Enter the wizard, Bayaz. A bald old man with a terrible temper and a pathetic assistant, he could be the First of the Magi, he could be a spectacular fraud, but whatever he is, he’s about to make the lives of Logen, Jezal, and Glokta a whole lot more difficult. 

Murderous conspiracies rise to the surface, old scores are ready to be settled, and the line between hero and villain is sharp enough to draw blood.


Say one thing for Joe Abercrombie, say he’s a damn fine author. Say one thing for The First Law Trilogy, say it is a popular name on lists ranking the best Fantasy series—and for good reason. Joe Abercrombie is an author that continues to evolve and inspire the genre as it moves forward from its roots in Lord of the Rings into something more modern. The first book in this series, The Blade Itself, did a lot to capture my imagination when I first read it, though it did take its time getting there.

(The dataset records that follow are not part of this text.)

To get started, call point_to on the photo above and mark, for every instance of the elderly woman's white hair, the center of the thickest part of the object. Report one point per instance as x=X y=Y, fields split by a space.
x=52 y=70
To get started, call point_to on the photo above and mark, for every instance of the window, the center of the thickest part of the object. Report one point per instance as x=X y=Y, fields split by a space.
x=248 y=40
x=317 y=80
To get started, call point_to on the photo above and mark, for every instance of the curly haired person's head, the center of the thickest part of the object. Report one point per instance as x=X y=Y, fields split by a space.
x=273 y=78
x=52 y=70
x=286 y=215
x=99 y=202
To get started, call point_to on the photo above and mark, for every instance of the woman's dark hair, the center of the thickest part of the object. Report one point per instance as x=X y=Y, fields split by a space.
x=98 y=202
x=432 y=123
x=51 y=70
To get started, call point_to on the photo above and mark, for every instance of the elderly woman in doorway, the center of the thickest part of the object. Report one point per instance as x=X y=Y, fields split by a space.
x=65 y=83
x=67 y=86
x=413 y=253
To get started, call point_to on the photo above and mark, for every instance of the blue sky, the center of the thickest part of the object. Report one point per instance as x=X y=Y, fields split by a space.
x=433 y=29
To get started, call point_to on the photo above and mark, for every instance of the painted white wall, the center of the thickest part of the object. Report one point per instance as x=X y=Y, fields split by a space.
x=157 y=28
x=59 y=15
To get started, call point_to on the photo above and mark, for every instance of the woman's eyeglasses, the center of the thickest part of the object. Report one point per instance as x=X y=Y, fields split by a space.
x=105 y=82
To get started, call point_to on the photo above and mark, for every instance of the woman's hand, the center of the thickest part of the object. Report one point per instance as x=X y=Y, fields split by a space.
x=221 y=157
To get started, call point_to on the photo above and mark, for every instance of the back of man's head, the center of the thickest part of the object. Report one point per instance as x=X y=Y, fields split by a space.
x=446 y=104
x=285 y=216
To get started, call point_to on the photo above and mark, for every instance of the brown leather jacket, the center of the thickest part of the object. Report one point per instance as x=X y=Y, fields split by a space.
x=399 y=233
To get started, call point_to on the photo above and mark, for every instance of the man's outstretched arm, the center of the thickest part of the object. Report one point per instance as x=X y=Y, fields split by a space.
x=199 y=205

The Blade Itself is a slow start for Abercrombie that gradually grows into a sprawling epic that features two trilogies, three standalones, and a collection of short stories. The slow start, in my opinion, is entirely forgivable because of what spawns out of it. Characters that are referenced in this first work are brought back time and again, and the change in some (Caul Shivers, Calder, and perhaps Bremer Dan Gorst) takes several books to finally reach their peak.

The Blade Itself starts with Logen Ninefingers, a famous warrior, running from his violent past towards a dubious future. This is only further complicated when a series of mishaps lands him at the front door of Bayaz, a powerful wizard known as the first Magi.  Logen and Bayaz are the throughline that ties the first trilogy together, both because they tend to drive the main plot and because many of the characters interact with them directly to advance their own plots. 

As a multi-POV work, the narrative then switches to my favorite fantasy character of all time, Sand dan Glokta. Glokta works for his majesty’s inquisition and is investigating malfeasance of the Mercer Guild through the dark streets of the capitol. A former hero of his country, Glokta was captured and tortured until he became little more than a crippled husk of a man. Haunted and cruel, it is the Glokta chapters that first caused me to fall in love with this book.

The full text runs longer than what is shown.